Depresi telah menjadi masalah kesehatan masyarakat yang serius. Ini adalah gangguan mental yang sangat umum yang menurut Organisasi Kesehatan Dunia (WHO) mempengaruhi sekitar 350 juta orang di seluruh dunia.

Kita seharusnya tidak membingungkan masalah psikologis ini dengan variasi karakter yang berbeda yang dapat diderita seseorang.

Depresi tidak diragukan lagi adalah masalah yang sangat serius yang menyebabkan kecacatan dan tingkat morbiditas yang tinggi dalam beberapa kasus menyebabkan kematian melalui bunuh diri.

Saat ini kami memiliki perawatan yang efektif dalam mengobati depresi; Namun, banyak orang masih tidak memiliki akses ke layanan ini, baik karena kurangnya sumber daya, karena kurangnya profesional yang memadai untuk merawat mereka, atau karena stigma bahwa penyakit mental masih menyebabkan.

Apa itu depresi?

Depresi adalah salah satu gangguan afektif yang berhubungan dengan keadaan pikiran, menjadi gejala utama perubahan perasaan.
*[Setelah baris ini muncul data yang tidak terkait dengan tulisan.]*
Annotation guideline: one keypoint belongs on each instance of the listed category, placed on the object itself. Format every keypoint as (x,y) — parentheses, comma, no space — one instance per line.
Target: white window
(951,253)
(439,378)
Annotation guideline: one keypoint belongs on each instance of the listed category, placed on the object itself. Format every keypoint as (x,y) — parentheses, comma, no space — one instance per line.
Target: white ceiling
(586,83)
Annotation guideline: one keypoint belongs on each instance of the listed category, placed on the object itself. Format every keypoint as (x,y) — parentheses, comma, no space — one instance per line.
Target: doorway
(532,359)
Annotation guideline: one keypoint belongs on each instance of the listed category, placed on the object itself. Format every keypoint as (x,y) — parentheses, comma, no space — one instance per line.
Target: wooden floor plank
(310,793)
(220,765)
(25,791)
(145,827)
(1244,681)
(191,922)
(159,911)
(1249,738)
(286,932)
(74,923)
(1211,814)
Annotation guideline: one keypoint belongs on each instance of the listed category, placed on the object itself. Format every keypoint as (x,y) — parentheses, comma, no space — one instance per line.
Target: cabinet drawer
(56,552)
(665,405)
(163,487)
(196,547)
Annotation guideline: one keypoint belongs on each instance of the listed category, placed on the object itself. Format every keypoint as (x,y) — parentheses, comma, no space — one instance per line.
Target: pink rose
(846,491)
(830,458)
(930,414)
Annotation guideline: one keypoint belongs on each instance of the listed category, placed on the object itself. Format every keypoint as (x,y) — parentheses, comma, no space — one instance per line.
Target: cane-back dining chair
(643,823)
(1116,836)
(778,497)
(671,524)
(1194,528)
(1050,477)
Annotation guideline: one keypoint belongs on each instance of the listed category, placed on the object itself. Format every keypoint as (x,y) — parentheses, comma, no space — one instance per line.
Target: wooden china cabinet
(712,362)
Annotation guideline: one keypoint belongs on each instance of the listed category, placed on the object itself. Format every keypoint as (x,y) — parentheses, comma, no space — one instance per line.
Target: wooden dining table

Kursus ini dengan gejala suasana hati seperti kesedihan atau pikiran pesimistis dan juga gejala motivasi, perubahan vegetatif dan perubahan kognitif.

Depresi adalah suatu sindrom yang terjadi dengan sekelompok gejala, sehingga kita memiliki penyakit dengan manifestasi yang berbeda.

Dengan demikian, seseorang dengan depresi ditandai dengan menggabungkan gejala kesedihan, kehilangan minat dalam kegiatan, kehilangan kemampuan untuk mengalami kesenangan (anhedonia) dalam hal-hal yang sebelumnya diproduksi, kehilangan kepercayaan, perasaan bersalah, kurang konsentrasi atau gangguan tidur atau makan, di antara gejala lainnya.

Selain gejala yang terkait dengan depresi dan kematian yang berhubungan dengan bunuh diri, ada juga morbiditas dan mortalitas yang lebih besar terkait dengan masalah lain, seperti masalah jantung, diabetes tipe 2, tumor dan prognosis yang lebih buruk pada penyakit kronis.

Namun, terlepas dari kenyataan bahwa depresi memiliki tingkat prevalensi yang sangat tinggi, kenyataannya adalah bahwa patofisiologinya jauh lebih sedikit daripada penyakit lainnya. Hal ini sebagian besar disebabkan oleh kenyataan bahwa pengamatan mereka (di otak) jauh lebih rumit dan mengamati binatang dan melakukan ekstrapolasi ke manusia menjadi jauh lebih sulit.